Downie delivered Arizona State University’s Flinn Foundation Centennial Lecture at the Galvin Playhouse on ASU’s Tempe campus Oct. 16.
He also spoke to students, faculty and staff at the Walter Cronkite School of Journalism and Mass Communication Monday as part of the school’s “Must See Mondays Speaker Series.”
Professor Tim McGuire, former editor of the Minneapolis Star Tribune, led Downie in a wide-ranging conversation about his career, the future of the news business and what makes good journalism.
Downie said he’s convinced that demand remains strong for investigative and enterprise reporting like the work his paper did to expose mistreatment of veterans at Walter Reed Hospital. That story brought the paper 5 million page views, he said.
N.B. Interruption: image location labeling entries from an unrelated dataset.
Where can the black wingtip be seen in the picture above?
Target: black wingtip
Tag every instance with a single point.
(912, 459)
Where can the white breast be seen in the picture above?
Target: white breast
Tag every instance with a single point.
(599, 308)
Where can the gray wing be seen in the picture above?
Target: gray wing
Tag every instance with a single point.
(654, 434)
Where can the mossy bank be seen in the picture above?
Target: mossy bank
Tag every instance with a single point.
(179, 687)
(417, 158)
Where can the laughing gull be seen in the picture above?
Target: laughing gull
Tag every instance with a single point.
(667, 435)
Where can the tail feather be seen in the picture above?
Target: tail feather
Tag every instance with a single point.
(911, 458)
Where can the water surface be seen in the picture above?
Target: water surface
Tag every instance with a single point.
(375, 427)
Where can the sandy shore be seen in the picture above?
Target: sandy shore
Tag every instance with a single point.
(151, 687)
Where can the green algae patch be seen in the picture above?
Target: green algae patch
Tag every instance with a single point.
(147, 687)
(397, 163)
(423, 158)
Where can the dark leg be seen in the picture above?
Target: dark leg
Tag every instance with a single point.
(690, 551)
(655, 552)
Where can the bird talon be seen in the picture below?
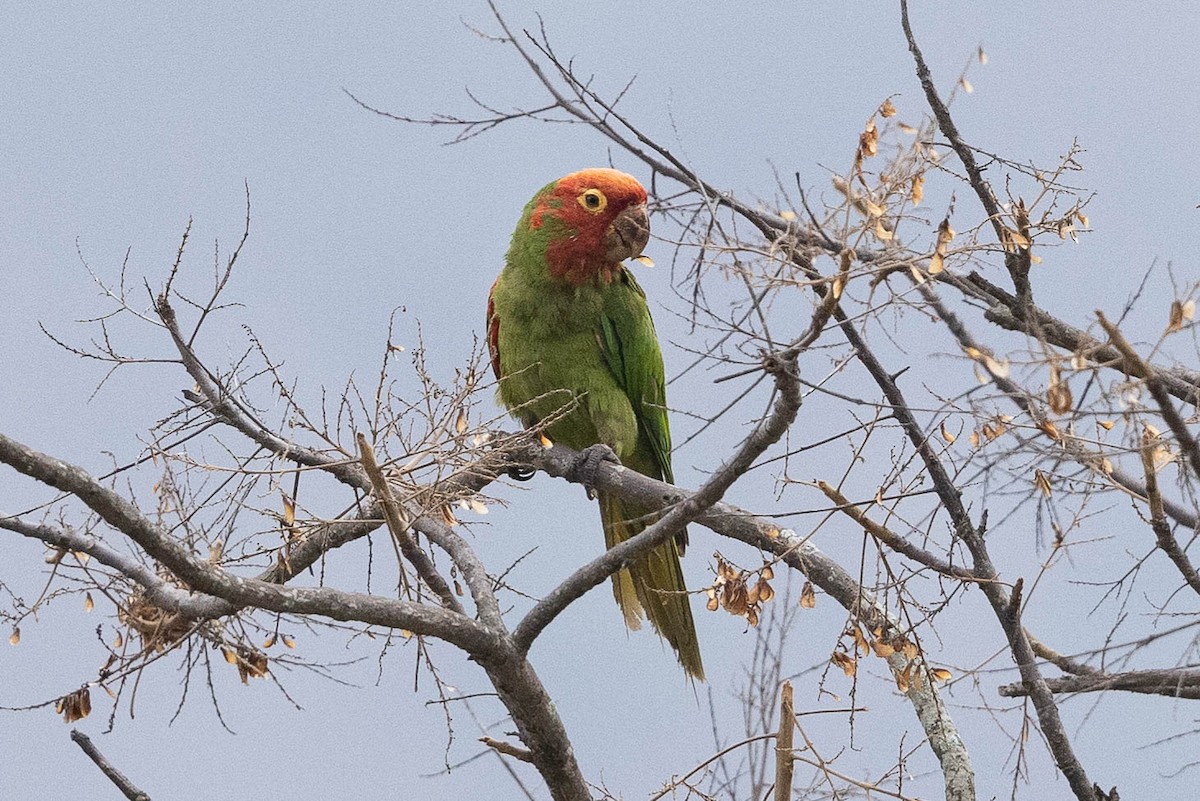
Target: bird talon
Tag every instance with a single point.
(521, 474)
“The Web allows us to present journalism in better ways than ever before,” he said.
The problem is that Web revenues aren’t growing as much as print newspaper revenues are declining, and that threatens the quality of newspapers. “If newsrooms keep shrinking, I don’t know where enterprise reporting will come from,” he said.
Downie sounded a similar theme in his Flinn lecture, saying that “accountability journalism” – the kind that holds the powerful accountable – is being replaced with “infotainment and opinion.”
But Downie defended the press’ coverage of the 2008 presidential campaign, despite widespread criticism from both conservatives and liberals. “It’s like a high stakes sports event, in which both teams are vigorously ripping the ref,” he said.
When asked how he would be voting, Downie said he will be sitting this election out. He stopped voting in 1984 in order to maintain his impartiality as an editor, and he said he probably won’t vote until the next election.
“As the final decision maker about my newspaper, I wanted to keep my mind open about who should be president of the United States,” he said.
Bob Nonnenmacher, a Chandler man who attended the speech, said he appreciated what Downie had to say.
“I thought it was a good snapshot of the role of journalism since the advent of the Internet,” Nonnenmacher said. “He posed some really effective rhetorical questions.”